As the number of deer roaming within Little Rock city limits steadily increases to the point of posing health and safety risks to residents, the city’s Board of Directors will consider allowing an urban deer hunt. The method of wildlife control has been successfully employed in a handful of other cities in Arkansas.
Such hunts allow those with hunting licenses to pursue deer within the city by archery only. The Arkansas Game and Fish Commission’s Deer Program Coordinator Ralph Meeker will present three options for urban deer hunt programs to the board on Tuesday.
"All three of these options will require ordinance amendments if their firearms ordinance includes archery equipment," he said. "The simplest option is to remove the restriction on archery equipment and allow folks to hunt whitetail deer inside the city limits in accordance with the surrounding deer zone."

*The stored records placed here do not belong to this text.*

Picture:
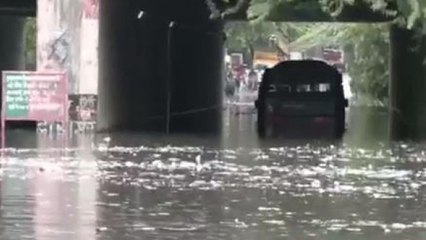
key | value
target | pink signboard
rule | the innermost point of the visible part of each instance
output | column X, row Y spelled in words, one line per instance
column 34, row 96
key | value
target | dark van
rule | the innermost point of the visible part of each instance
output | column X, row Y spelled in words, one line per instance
column 299, row 98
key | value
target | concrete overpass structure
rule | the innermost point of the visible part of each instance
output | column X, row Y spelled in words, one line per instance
column 159, row 76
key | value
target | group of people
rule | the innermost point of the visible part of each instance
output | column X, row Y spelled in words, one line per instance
column 240, row 79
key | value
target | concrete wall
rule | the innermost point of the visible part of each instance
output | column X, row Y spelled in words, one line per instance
column 134, row 74
column 58, row 38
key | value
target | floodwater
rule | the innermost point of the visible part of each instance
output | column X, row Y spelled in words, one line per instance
column 199, row 187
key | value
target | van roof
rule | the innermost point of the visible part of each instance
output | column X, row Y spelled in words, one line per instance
column 304, row 69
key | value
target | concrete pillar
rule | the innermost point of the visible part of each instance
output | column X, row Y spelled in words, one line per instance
column 58, row 38
column 134, row 74
column 12, row 47
column 407, row 85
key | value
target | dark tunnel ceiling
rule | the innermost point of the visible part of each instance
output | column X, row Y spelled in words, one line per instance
column 18, row 7
column 296, row 11
column 300, row 10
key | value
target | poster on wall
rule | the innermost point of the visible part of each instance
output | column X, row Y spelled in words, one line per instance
column 89, row 48
column 34, row 96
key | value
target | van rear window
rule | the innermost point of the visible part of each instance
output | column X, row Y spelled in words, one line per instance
column 300, row 88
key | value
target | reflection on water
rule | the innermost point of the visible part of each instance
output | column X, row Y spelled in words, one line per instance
column 198, row 187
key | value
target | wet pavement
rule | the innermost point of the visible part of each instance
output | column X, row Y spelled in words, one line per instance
column 199, row 187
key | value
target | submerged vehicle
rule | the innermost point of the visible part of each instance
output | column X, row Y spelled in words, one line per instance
column 299, row 98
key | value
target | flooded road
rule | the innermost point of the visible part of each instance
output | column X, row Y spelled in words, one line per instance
column 198, row 187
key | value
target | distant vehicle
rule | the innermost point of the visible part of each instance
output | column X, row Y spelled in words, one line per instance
column 303, row 97
column 335, row 58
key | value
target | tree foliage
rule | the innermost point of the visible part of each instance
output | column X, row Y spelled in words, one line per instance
column 367, row 53
column 366, row 45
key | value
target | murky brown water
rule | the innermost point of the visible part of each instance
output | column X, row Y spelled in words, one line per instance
column 195, row 187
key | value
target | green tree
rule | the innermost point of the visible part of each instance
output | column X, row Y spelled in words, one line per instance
column 367, row 53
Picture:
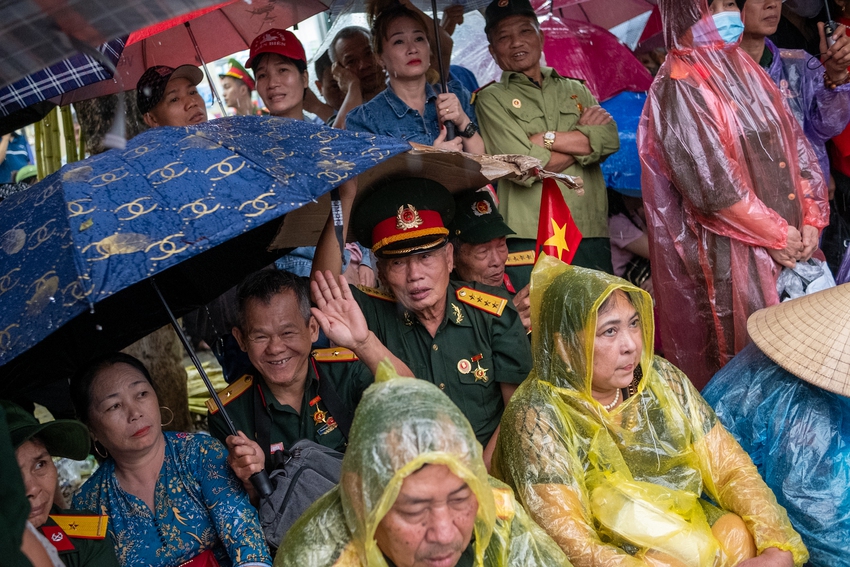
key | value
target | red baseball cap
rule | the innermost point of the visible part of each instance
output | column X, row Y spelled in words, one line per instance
column 282, row 42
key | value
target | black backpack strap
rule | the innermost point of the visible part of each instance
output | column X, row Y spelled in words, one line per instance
column 262, row 426
column 342, row 414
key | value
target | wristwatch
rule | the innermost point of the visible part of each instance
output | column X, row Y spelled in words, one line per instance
column 470, row 130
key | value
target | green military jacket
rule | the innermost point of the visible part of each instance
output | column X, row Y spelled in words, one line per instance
column 511, row 110
column 79, row 538
column 481, row 342
column 349, row 376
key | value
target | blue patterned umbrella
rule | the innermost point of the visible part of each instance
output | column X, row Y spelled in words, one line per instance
column 192, row 206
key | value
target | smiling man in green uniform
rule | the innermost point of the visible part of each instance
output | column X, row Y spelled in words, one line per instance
column 461, row 336
column 293, row 391
column 534, row 111
column 79, row 537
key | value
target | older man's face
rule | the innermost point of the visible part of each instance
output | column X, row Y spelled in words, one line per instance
column 516, row 44
column 484, row 263
column 419, row 282
column 431, row 521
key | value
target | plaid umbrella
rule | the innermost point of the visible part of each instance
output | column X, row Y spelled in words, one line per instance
column 73, row 73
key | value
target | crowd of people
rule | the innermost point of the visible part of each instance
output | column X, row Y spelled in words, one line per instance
column 486, row 408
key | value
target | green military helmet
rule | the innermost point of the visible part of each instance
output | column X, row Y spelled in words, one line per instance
column 477, row 220
column 67, row 438
column 402, row 216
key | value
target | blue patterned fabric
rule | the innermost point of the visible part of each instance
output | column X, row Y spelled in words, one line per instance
column 72, row 73
column 98, row 226
column 199, row 505
column 388, row 115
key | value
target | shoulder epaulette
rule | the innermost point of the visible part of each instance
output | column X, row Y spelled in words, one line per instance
column 479, row 89
column 84, row 526
column 504, row 503
column 378, row 293
column 524, row 258
column 334, row 355
column 232, row 392
column 488, row 302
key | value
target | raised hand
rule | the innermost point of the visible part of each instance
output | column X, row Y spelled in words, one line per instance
column 337, row 312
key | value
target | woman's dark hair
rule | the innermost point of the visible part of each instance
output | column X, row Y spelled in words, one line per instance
column 382, row 22
column 82, row 381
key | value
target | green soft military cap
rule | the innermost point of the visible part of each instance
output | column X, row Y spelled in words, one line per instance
column 477, row 220
column 67, row 438
column 403, row 216
column 498, row 10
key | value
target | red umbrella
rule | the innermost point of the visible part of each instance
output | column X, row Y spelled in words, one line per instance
column 604, row 13
column 584, row 51
column 218, row 31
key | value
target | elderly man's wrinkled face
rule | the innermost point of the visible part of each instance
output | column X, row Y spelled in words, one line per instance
column 419, row 282
column 516, row 44
column 431, row 521
column 355, row 54
column 484, row 263
column 39, row 476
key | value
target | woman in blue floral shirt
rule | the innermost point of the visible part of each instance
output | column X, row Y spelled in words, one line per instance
column 171, row 497
column 410, row 108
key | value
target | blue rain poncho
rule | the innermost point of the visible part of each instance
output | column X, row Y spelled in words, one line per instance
column 798, row 436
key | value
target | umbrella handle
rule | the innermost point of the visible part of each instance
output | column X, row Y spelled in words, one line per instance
column 260, row 480
column 444, row 82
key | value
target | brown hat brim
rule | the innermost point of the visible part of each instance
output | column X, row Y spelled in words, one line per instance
column 809, row 337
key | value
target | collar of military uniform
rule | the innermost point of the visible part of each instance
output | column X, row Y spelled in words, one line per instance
column 60, row 527
column 399, row 106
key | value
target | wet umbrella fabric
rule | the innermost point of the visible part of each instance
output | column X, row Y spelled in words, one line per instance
column 192, row 206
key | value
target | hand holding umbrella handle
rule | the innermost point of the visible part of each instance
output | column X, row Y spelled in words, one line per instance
column 261, row 481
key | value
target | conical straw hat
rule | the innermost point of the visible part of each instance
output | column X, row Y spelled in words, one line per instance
column 809, row 337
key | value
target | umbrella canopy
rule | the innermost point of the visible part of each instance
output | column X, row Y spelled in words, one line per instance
column 26, row 101
column 219, row 30
column 34, row 34
column 195, row 207
column 622, row 169
column 603, row 13
column 584, row 51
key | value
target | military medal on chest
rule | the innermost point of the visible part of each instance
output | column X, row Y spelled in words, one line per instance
column 480, row 373
column 324, row 422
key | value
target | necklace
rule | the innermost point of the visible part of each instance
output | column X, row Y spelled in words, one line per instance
column 610, row 406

Meeker says that’s the first option he plans to propose. The second will allow the city to become a de facto “hunting club,” where there is a set number of tags during a defined period. The third option would require individuals wanting to take part in a hunt to obtain a permit by attending training from the Arkansas Game and Fish Commission and the Arkansas Bowhunters Association. Hunters would also be required to bag a doe for their first kill and donate it to the nonprofit Arkansas Hunters Feeding the Hungry. The first and third options would have no bag limit, which Meeker said would make wildlife control more efficient.
As far as methods of deer population control go, he says hunts tend to be the most cost-efficient and effective. Alternative methods include using contraception and sterilization – a task that would prove as unwieldy as it is expensive. But are the benefits of reducing health and safety risks posed by deer overpopulation actually worth the potential safety risks of allowing weapons in populated areas?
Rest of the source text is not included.